Discussion in 'Recording' started by tootsie, Sep 6, 2010.

  1. tootsie

    tootsie Guest

    I recently purchased an E-MU 0404, and when I have it plugged in, I can listen to files as long as I have Reaper opened and have put the file ON Reaper. Otherwise, I repeatedly have to unplug my headphones from the E-MU, and into my PC if I want to hear music, and back into my E-MU whenever I want to record. Is there a way to listen to the sound on my PC through the Audio Interface? Thank you in advance!
     
  2. Boswell

    Boswell Moderator Distinguished Member

    You can choose what type of sounds come out where, but how you do this depends on which operating system and version you are running. For Windows xx, generally speaking you set the preferences in the "Multimedia", "Sound, Video and Game Controllers", "Sounds and Audio Devices" or "Sounds and Media" entry in the Control Panel.
     
  3. Shadow_7

    Shadow_7 Active Member

    Short answer, disable your computers sound card in the BIOS. Which should make your interface the default sound card. Otherwise using multiple sound cards can get a bit complex. And can otherwise be application specific as to which device is the default device. Setting that up is OS and APPLICATION specific.
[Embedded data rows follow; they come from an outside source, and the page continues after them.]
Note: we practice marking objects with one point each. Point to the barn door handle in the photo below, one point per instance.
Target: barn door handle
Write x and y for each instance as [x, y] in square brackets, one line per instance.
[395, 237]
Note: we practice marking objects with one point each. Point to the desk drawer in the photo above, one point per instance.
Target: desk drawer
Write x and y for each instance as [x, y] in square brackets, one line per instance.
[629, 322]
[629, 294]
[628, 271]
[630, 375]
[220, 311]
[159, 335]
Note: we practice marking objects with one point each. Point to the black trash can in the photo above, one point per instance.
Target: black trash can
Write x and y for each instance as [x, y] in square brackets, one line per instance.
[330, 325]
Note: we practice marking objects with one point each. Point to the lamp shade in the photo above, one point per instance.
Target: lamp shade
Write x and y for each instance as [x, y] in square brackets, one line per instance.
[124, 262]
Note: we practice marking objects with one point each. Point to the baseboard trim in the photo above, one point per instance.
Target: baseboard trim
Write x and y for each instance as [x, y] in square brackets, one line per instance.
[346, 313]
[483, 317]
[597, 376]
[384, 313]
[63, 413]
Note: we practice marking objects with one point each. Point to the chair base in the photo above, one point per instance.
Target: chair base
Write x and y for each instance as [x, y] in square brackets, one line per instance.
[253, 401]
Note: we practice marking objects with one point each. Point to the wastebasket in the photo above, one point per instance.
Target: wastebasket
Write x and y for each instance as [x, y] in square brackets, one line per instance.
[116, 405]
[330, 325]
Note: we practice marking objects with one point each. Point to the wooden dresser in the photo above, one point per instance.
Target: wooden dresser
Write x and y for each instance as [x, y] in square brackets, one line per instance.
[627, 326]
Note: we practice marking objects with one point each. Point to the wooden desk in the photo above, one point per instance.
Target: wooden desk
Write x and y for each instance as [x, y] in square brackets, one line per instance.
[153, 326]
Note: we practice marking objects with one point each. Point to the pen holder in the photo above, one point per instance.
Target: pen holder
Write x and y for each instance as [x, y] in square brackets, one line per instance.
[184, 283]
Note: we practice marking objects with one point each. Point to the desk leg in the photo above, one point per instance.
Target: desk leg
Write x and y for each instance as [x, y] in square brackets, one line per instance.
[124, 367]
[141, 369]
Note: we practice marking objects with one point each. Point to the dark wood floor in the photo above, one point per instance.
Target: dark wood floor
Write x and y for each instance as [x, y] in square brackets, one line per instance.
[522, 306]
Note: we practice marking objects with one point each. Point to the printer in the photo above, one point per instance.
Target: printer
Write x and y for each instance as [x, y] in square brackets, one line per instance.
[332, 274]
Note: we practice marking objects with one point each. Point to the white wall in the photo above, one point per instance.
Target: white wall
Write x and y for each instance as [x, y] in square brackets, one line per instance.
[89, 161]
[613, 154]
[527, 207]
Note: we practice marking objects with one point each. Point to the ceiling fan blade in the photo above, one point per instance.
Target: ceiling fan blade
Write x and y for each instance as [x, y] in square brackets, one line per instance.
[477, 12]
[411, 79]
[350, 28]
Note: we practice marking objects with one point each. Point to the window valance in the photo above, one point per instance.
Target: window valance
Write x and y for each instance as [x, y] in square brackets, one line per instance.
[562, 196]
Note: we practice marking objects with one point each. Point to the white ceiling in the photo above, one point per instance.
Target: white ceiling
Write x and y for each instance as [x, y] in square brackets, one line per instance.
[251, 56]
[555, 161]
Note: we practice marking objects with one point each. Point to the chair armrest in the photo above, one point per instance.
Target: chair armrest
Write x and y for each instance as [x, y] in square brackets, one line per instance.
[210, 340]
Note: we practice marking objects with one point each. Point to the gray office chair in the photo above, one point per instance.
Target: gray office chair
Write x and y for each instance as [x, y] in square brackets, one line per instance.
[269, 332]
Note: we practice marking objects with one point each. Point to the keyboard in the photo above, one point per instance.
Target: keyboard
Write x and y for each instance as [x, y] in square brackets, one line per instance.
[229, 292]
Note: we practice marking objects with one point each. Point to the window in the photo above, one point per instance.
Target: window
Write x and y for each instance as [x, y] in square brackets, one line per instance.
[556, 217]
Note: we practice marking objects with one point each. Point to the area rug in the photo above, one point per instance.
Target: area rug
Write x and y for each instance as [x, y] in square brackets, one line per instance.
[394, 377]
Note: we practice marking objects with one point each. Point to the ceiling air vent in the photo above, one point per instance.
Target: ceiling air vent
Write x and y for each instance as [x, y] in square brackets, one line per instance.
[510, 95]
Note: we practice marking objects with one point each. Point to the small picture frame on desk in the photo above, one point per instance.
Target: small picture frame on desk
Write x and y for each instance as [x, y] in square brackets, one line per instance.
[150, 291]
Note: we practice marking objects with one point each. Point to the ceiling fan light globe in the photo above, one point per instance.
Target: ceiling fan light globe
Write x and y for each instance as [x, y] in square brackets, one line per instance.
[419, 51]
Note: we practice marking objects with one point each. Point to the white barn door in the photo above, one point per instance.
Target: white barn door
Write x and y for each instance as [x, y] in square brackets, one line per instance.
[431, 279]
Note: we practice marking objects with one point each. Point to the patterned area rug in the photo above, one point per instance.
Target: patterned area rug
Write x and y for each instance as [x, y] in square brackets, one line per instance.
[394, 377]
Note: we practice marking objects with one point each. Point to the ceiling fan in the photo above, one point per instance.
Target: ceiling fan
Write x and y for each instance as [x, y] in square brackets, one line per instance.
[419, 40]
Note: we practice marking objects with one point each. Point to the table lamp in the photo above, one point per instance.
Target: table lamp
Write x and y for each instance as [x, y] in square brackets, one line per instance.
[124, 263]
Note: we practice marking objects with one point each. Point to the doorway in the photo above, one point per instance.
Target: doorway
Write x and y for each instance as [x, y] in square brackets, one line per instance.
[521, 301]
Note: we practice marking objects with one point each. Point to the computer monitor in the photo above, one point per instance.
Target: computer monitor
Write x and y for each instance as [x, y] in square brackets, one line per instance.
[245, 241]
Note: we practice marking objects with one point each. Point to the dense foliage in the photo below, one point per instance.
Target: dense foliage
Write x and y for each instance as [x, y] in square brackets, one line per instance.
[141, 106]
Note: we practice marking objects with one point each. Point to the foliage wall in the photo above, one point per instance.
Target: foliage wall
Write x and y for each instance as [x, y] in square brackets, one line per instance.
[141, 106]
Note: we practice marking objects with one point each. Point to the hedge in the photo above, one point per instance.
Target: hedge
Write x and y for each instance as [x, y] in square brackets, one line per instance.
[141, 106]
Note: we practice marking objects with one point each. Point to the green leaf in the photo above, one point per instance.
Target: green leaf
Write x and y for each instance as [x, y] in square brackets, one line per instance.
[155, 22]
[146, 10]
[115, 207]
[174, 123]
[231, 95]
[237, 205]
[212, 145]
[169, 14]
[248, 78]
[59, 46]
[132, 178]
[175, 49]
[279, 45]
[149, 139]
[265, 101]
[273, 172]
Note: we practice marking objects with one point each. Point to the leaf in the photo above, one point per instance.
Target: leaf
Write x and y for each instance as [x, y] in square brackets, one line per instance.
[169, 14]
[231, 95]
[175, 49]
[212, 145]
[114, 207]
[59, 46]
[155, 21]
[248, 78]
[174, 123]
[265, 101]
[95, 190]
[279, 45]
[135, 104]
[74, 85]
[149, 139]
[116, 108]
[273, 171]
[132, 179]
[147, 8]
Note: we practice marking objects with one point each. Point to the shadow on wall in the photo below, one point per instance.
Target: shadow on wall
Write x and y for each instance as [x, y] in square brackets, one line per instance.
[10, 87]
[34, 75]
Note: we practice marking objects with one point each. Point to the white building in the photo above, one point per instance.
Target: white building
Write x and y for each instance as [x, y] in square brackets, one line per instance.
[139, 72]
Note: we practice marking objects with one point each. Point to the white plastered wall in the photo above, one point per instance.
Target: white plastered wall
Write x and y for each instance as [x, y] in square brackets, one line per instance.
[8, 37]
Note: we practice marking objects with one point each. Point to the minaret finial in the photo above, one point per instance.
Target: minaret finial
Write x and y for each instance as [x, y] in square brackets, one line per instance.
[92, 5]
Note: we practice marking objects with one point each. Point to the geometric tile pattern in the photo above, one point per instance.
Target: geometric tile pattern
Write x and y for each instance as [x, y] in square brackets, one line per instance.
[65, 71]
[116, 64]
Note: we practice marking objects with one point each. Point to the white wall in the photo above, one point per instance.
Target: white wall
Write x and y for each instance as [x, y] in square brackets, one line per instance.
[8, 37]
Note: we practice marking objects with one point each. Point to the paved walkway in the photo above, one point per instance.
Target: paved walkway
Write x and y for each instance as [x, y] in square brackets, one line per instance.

Unfortunately most programs not meant for studio work assume that you only have one sound card and behave accordingly. Like your web browser. Many audio applications like Reaper, Audacity, and even a few media players let you manually select the card it should use. If you can change the OS configuration to change your default device, that generally trickles down to all applications. Otherwise you have to select per application, IF the program includes that ability.
     
  4. RemyRAD

    RemyRAD Well-Known Member

    While you can generally change what is the default sound output device, many professional computer audio interfaces won't play back sounds that are anything less than 44.1 kHz, 16 bit. A lot of multimedia sound is 22,500 Hz sampling and as low as 8 bit which some interfaces just won't play. In that respect, cheap computer sound card will play back the cheap computer sounds better than the high-priced spread, if at all. Today, that is less of a problem than it was 10 years ago and far less of a problem than it was 15 years ago. And so if you do go into the bios to switch off the onboard sound, you will be generally relieving an IRQ at the same time. But then if you don't have your audio interface plugged in and you try to play something you will get
     
  5. TommyTheB

    TommyTheB Guest

    I have a Line 6 UX-1. On my Windows XP machine, I simply disabled the on-board sound card in Control Panel and made the UX-1 the default. ALL sounds are now played through the UX-1, which is connected to the computer via USB.

    This is what Boswell has stated in his post.